Judgment affirmed. Broyles, C. J., and Gardner, J., concur.
Addendum
The defendant contends in his motion as follows: "The record is silent as to whether the front door had ever been opened after the same was closed by the alleged victim when she retired for the night. The conclusion of the witness as to the manner accused entered the house is however in the record. The evidence in the case is that the screen door was propped open from the porch, but there is not one line of evidence that the front door which had been fastened, as above set out, had ever been open prior to the time the accused was discovered in the house, except the conclusion of the prosecutrix."
The following evidence was introduced without objection: "When I [the alleged victim] waked up I pushed him off on the side of the bed like this. He was sitting on the side of the bed. He had his feet on the floor and I had hold of his arms. When he came in he left the front door standing wide open and he went out the front door just like he came in. He left the screen door propped open. That is something I never do. When I hollered for my brother-in-law, Mr. McDaniel, when I grabbed the light he ran. I grabbed the flashlight out of his hand.

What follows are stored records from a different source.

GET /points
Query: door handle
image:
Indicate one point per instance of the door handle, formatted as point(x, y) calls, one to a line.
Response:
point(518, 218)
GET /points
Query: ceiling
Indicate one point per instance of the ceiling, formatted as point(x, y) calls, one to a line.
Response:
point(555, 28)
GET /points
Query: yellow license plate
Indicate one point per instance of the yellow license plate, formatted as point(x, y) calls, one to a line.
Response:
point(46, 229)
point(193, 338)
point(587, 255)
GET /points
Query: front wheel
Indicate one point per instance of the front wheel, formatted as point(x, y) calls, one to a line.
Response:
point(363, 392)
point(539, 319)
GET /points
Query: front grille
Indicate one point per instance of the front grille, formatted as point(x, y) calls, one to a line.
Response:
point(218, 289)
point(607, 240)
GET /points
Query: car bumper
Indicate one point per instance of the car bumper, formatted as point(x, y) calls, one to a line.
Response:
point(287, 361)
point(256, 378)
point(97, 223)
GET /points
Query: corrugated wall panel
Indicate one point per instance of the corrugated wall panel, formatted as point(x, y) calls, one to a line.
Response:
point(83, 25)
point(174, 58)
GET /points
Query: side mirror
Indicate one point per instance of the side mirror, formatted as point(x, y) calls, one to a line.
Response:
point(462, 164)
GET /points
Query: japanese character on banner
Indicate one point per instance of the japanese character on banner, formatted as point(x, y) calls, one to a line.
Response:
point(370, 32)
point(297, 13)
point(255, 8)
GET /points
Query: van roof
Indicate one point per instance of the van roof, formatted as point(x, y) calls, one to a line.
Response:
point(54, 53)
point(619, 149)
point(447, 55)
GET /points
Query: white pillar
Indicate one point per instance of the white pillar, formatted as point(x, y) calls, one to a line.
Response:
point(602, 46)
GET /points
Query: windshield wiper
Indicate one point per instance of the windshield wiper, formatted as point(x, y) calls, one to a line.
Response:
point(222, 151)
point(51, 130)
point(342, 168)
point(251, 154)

When he ran out of the front door I was on the floor right behind him and ran out on the porch behind him." The record discloses no objection to any of the above quoted testimony, and conceding, for the sake of argument, that the alleged victim did not see the defendant when he entered the front door of her house, yet we nevertheless think that the jury were authorized to find that she chased him from the edge of her bed, through the front door onto the front porch, and saw him flee through the front door, which she saw and knew was standing open as they passed through and that she saw and knew that the screen door was not only open but was propped open; both of which doors she, herself, had closed when she went to bed a few hours before.
On the question whether the defendant "broke out of the house *783
rather than that he broke in," we think that it would have been impossible for the alleged victim, who was engaged in business during the day in question, to have testified positively that at no time during the interval when she left home for her work and up until the time she returned to her home at eleven o'clock at night, that the doors had not been left open by some member of her family for some period long enough for the defendant to have entered through an open door. To require such direct and positive proof would be almost equivalent to saying that a burglary could not be proved, when committed in her house, unless she kept a constant watch over it or unless she made an exhaustive search of her house when she returned from work, in order to determine the presence of strangers who might be in the closets, under the bed, or otherwise hiding therein. Such a requirement would be wholly impracticable. Moreover, neither the defendant in his statement to the jury, nor did any of his witnesses in their testimony, make the statement that the defendant had gone into the house through an open door or window. Daniel v. State,
This and all other matters in the motion having been considered, it is
Overruled. Broyles, C. J., and Gardener, J., concur.